We are initiating a 600-share position in Luby's (LUB) . The company operates cafeteria-style restaurants -- mostly located in Texas -- that cater to value-oriented customers. This under-the-radar play was recently trading at $9.44, and we believe shares offer investors a very favorable risk/reward at the current level.
The restaurant industry has seen its share of lows over the past few months. As we've mentioned in past Weekly Summaries regarding Denny's (DENN) -- another restaurant operator that is currently part of the model portfolio -- consumers seem to be tightening their budgets and takeovers within the sector have calmed.
Luby's has also been a part of this downtrend as shares are down 20% on the year. But based on the value of its assets and solid execution ability by management, which we saw with last quarter's results, we believe shares are at least 25% undervalued.
Looking at Luby's assets, as of last quarter the company operates 127 restaurants and owns 93, or 73% of them. Also, the company has $25 million in cash, is expected to generate $18 million in free cash flow for the fiscal year and has zero debt. To put this in perspective, Denny's owns less than 40% of its stores, has $35 million in cash and has $450 million in debt.
Granted, Denny's has improved its financials considerably since last year and reaches a much larger demographic than Luby's since it operates more than 1,500 stores (which was the reason behind our recommendation), but Luby's assets highlight the hidden value in the share price. Also, management can use its cash to revamp existing stores and open new ones, as they mentioned during last quarter's conference call a few weeks ago.
Luby's third-quarter top-line results on June 12 fell short of estimates, sending shares lower by 6% that day. Management blamed the miss on an overall decline in traffic trends throughout the industry, but also mentioned that the current weakness is temporary.
Despite the shortfall in sales, profit margins at the company increased year over year by 50 basis points to 18.9%. This improvement demonstrates management's ability to increase productivity during tough times -- a positive considering that most industry analysts are expecting softening conditions to last for at least another quarter. We expect this operational improvement to continue given that 84 of the 128 general managers at Luby's have more than 10 years of experience.
On the growth side of things, the company is anticipating opening four to eight new restaurants a year going forward and is extending its culinary services to hospitals and universities.

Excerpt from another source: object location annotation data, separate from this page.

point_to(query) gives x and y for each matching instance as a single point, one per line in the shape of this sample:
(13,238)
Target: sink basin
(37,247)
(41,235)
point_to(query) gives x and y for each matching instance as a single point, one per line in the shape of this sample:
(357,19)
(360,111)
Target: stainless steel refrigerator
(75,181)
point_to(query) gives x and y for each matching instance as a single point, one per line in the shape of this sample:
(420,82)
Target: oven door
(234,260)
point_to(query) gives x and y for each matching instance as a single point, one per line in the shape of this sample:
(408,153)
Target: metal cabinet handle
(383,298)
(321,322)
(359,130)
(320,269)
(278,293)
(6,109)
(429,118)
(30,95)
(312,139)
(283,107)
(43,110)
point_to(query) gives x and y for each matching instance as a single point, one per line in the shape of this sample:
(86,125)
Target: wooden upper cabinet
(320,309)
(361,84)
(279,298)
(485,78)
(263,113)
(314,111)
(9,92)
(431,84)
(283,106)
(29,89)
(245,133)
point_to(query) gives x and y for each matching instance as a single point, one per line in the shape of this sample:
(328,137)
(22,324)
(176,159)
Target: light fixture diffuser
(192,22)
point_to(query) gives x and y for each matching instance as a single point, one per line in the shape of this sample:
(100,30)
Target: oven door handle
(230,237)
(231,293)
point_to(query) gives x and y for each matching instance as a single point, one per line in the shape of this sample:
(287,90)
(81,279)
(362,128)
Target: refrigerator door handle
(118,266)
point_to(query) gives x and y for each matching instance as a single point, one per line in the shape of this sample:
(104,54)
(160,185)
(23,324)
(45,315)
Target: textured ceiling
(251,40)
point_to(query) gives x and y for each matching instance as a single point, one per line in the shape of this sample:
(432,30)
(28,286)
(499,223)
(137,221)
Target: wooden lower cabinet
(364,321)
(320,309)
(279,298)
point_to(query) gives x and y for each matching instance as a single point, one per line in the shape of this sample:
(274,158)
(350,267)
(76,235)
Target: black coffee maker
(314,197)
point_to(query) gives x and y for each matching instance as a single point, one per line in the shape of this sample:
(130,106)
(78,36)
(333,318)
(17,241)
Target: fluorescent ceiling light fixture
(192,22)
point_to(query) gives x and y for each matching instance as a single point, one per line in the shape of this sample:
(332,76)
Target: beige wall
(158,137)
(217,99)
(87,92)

This represents a solid growth opportunity for the company as its cafeteria-style niche gives them more leverage to expand into areas that are traditionally known for serving value-oriented food.
We admit that Luby's does not have the appeal or controversy of other model portfolio companies like Taser (TASR: Nasdaq), Home Solutions (HSOA: Nasdaq) or DynCorp (DCP: NYSE), but the company does offer solid long-term potential and little downside risk for investors over the next 12 to 18 months. Also, its solid real estate portfolio, positive free cash flow and strong balance sheet could result in private equity interest or even draw a bid from a larger competitor looking to expand its presence in Texas, one of the most populated states in the U.S.
Frank Curzio is a research associate at TheStreet.com.